The last sentence in the recommendation of the Panel reveals that, in conformity with the departmental instructions, it was treating the good character requirement as the primary consideration. The Panel said: “The Compassionate claims are not considered to be compelling enough for the waiver of policy in view of Mr Teoh’s criminal record. (Emphasis added.)” The language of that sentence treats the policy requirement as paramount unless it can be displaced by other considerations. There is no indication that the best interests of the children are to be treated as a primary consideration. A decisionmaker with an eye to the principle enshrined in the Convention would be looking to the best interests of the children as a primary consideration, asking whether the force of any other consideration outweighed it. Toohey J., Concurring Opinion: The touchstone in Art 3 is “actions concerning children”. The scope of the provision can be gauged if the word concerning” is given its ordinary meaning of “relating to; regarding; about”or “regarding, touching, in reference or relation to; about” The refusal of an application for resident status to a parent of dependent children living in Australia, with the direct consequence of deportation for the parent and the breaking up of the family, is an action concerning children. It follows that while Australia’s ratification of the Convention does not go so far as to incorporate it into domestic law, it does have consequences for agencies of the executive government of the Commonwealth. It results in an expectation that those making administrative decisions in actions concerning children will take into account as a primary consideration the best interests of the children and that, if they intend not to do so, they will give the persons affected an opportunity to argue against such a course.

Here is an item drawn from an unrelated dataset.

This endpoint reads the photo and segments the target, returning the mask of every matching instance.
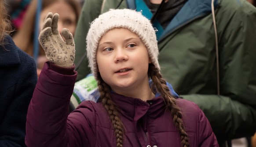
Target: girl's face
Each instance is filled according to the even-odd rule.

Follow Up: Following this case, the Minister for Foreign Affairs and the then Attorney-General issued a joint statement that the act of entering into a treaty does not give rise to legitimate expectations in administrative law. Subsequently, legislation was twice introduced into Parliament to reverse the position created by this case and instead clarify that the mere fact that Australia is a party to a particular international treaty does not give rise to the expectation that an administrative decision will conform with the requirements of the treaty or that notice and adequate opportunity to argue against a decision contrary to the requirements would be granted. While this legislation was never passed, courts have shown strong reservations about following the logic of the Teoh case going forward. For more information, read an Article about “The Rise and Fall of Teoh in Australia” here: http://www.austlii.edu.au/au/journals/UMonashLRS/2010/8.html.
CRIN Comments: In line with the CRC, CRIN believes that the best interests of children must be a primary consideration in every proceeding involving them, whether directly or indirectly. CRIN believes that this case as decided is consistent with the CRC. In any proceeding where an immigrant parent is at risk of being deported from a country, the interests of any children involved must be considered and all efforts to avoid separating the family made. In the same way that this judgment is consistent with the CRC, however, the legislation introduced after this case was decided and subsequent case law on the subject is inconsistent with the CRC. As a party to the CRC, Australia must respect its international obligation to consider the best interests of children in all proceedings involving them.